The government has pledged to giving every child the best start in life, yet current staffing levels make this ambition unfeasible to achieve. In January, the Health and Social Care Committee cautioned that without immediate intervention to reconstruct the labour force, this pledge would undoubtedly fall short. The pandemic worsened the situation when health visitors were transferred to other NHS duties, a decision later criticised as “fundamentally flawed” during the Covid inquiry. Although services have subsequently recommenced, the core capacity problem remains unresolved. Without substantial investment in recruiting and retaining health visitors, England risks creating a generation of children who fail to receive the early support that could transform their life chances.

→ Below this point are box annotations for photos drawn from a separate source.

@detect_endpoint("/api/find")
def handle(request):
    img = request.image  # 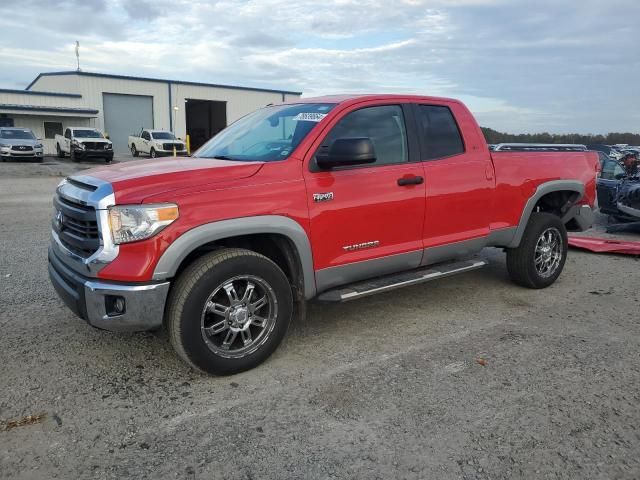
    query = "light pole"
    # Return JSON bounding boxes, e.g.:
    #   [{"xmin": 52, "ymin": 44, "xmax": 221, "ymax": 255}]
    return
[{"xmin": 173, "ymin": 105, "xmax": 180, "ymax": 157}]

| Nation | Mandatory health visitor visits |
|---|---|
| England | Five appointments from late pregnancy to age two (first three in home) |
| Scotland | Universal health visiting pathway with safe caseload limits of approximately 250 families |
| Wales | Flying Start programme with enhanced visiting in disadvantaged areas; safe caseload limits implemented |
| Northern Ireland | Health visiting services with safe staffing limits of approximately 250 families per visitor |
- Current caseloads in England stand at 1,000 families per health visitor, compared to 250 in other UK nations
- Health visitor numbers have declined 45 per cent over the past decade, from 10,200 to 5,575
- Excessive caseloads force practitioners to cancel follow-up visits despite knowing families need support
Calls to swift intervention and change
The Institute of Health Visiting has grown more outspoken about the necessity of prompt action to address the crisis. Chief executive Alison Morton has urged the government to introduce compulsory workload caps similar to those already in place across Scotland, Wales and Northern Ireland. “We need to establish a standard, otherwise we’re just going to keep witnessing this deterioration with hugely unmanageable, unsafe caseloads which are impossible for health visitors to work within,” Morton warned. She stressed that without such protections, the profession risks seeing experienced professionals leave to burnout and exhaustion.

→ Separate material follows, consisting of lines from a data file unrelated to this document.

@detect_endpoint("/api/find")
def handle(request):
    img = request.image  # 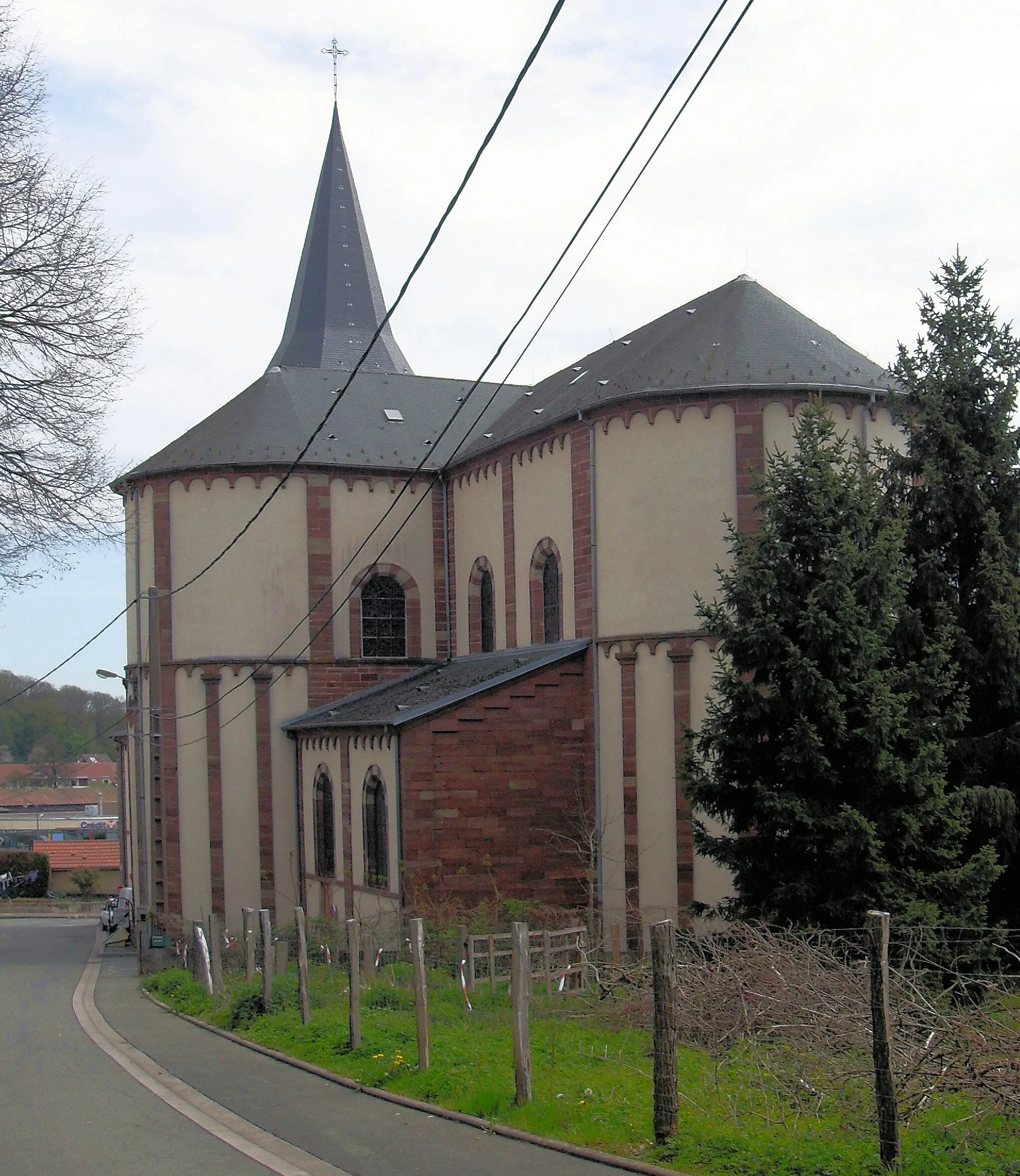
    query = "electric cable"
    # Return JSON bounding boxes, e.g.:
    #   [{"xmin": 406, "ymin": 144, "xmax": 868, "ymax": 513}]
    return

The financial implications of inaction are pronounced. Restoring the health visiting service would necessitate substantial public funding, yet the long-term savings from early support far surpass the upfront costs. Families currently missing out on essential assistance during the crucial formative period face mounting difficulties that become exponentially more expensive to resolve in future. Mental health difficulties, learning difficulties and engagement with criminal justice services all derive, in part, to inadequate early support. The stated government commitment to ensuring every child has the best start in life rings empty without the resources to deliver it.

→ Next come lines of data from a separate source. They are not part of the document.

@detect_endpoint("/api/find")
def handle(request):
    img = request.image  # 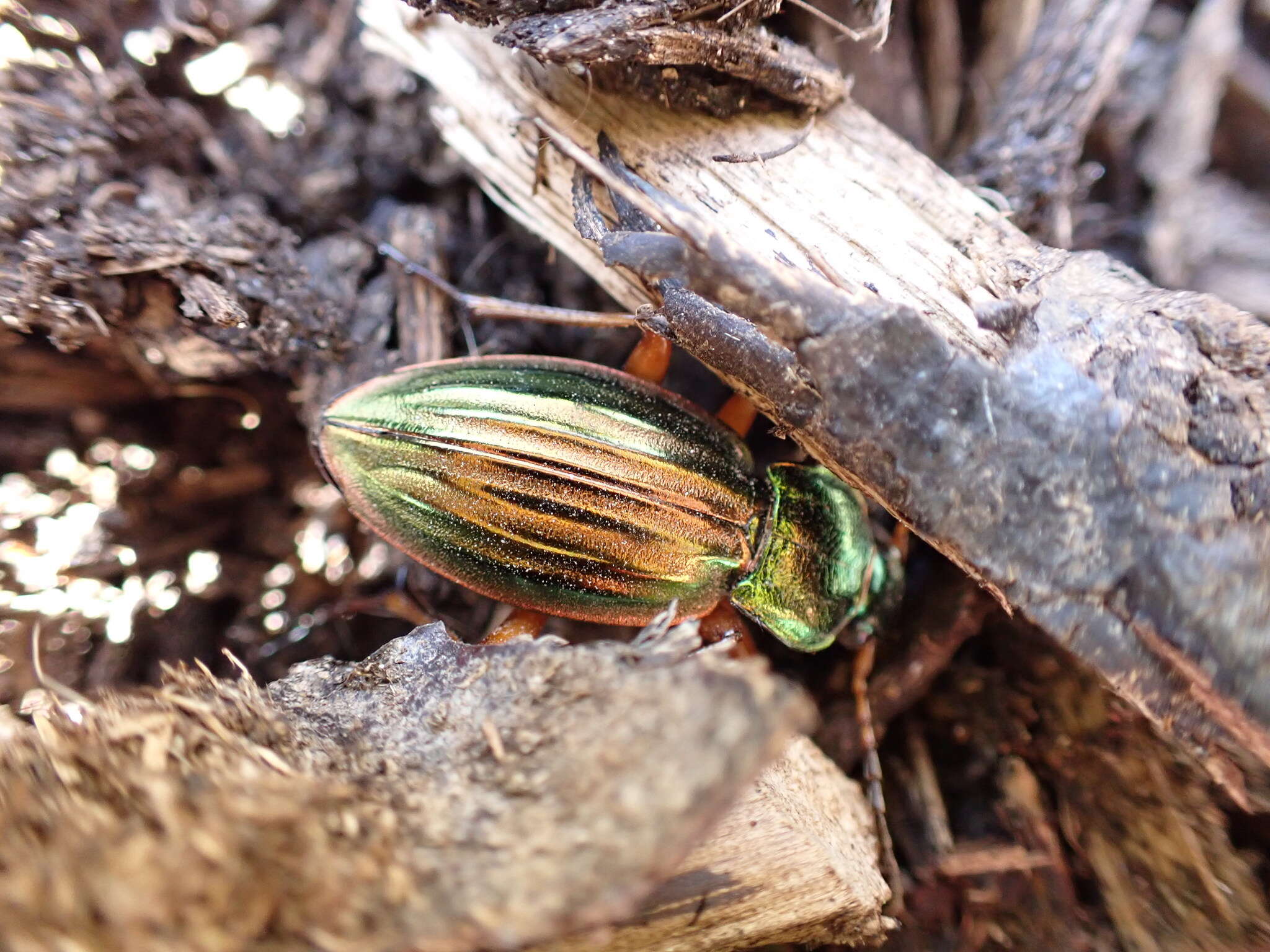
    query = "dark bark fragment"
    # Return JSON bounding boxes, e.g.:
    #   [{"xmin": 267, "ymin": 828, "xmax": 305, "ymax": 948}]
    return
[{"xmin": 576, "ymin": 154, "xmax": 1270, "ymax": 802}]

What professionals are insisting on
Health visiting leaders are advocating for three key measures: the introduction of sustainable workload limits set at around 250 families per visitor; a significant staffing push to rebuild the workforce to 2014 staffing numbers; and protected funding to secure health visiting services are shielded from upcoming NHS financial constraints. Without these measures, experts warn that the profession will persist in declining, ultimately harming the most vulnerable families in society who rely most significantly on these services.